O Tesouro de Davi - Salmo 13

Comentário ao Livro dos Salmos, compilados por Spurgeon
leia o
SALMO 13 


É costume chamar a este Salmo «Até quando?» Quase diríamos que é o Salmo do gemido, pela incessante repetição do grito «Até quando?»

Vers. 1. Até quando? Esta pergunta repete-se não menos de quatro vezes. Corresponde ao intenso desejo de libertação e à grande angústia do coração. E não tem por que não haver um pouco de impaciência mesclada com isso; não é este o retrato mais fiel da nossa própria experiência? Não é fácil prevenir e evitar que os desejos degenerem em impaciência. A aflição prolongada parece representar abundante corrupção; pois o ouro que tem de permanecer muito tempo no fogo, é porque contém muita escória que tem de ser consumida; daí que a pergunta Até quando? possa sugerir uma busca profunda do coração.

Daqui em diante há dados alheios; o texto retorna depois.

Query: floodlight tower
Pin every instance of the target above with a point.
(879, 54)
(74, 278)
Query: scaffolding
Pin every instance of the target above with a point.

Até quando, SENHOR? Esquecer-me-ás para sempre? Ah, Davi!, que néscias são estas palavras! Pode Deus olvidar? Pode o Omnisciente falhar na lembrança? Acima de tudo, pode o coração do SENHOR esquecer o Seu filho amado? Ah, irmãos, expulsemos para longe de nós a ideia, e escutemos a voz do nosso Deus do pacto, por boca do profeta: « Eis que nas palmas das minhas mãos eu te gravei; os teus muros estão continuamente diante de mim.»! (Is 49:16 ACF)

Para sempre. Que pensamento tão tenebroso! Sem dúvida era bastante suspeitar dum esquecimento temporário, mas faremos uma pergunta ingrata e imaginaremos que o Senhor vai abandonar para sempre o Seu povo? Não, a Sua ira pode durar uma noite, mas o Seu amor permanece eternamente. C. H. S.

Até quando esconderás o teu rosto de mim? O que é que há no nosso coração ou na nossa vida pelo qual Deus esconde o Seu rosto e franze o cenho sobre nós? Timothy Rogers

Tal como a noite e as sombras são boas para as flores, e a luz da Lua e o rocio são melhor que o Sol contínuo, assim também a ausência de Cristo tem o seu uso especial e um pouco de virtude nutritiva, e dá seiva à humildade, e aviva o apetite, e provê um campo livre para que a fé faça acto de presença e exercite os seus dedos para alcançar o que não vê. Samuel Rutherford, 1600-1661.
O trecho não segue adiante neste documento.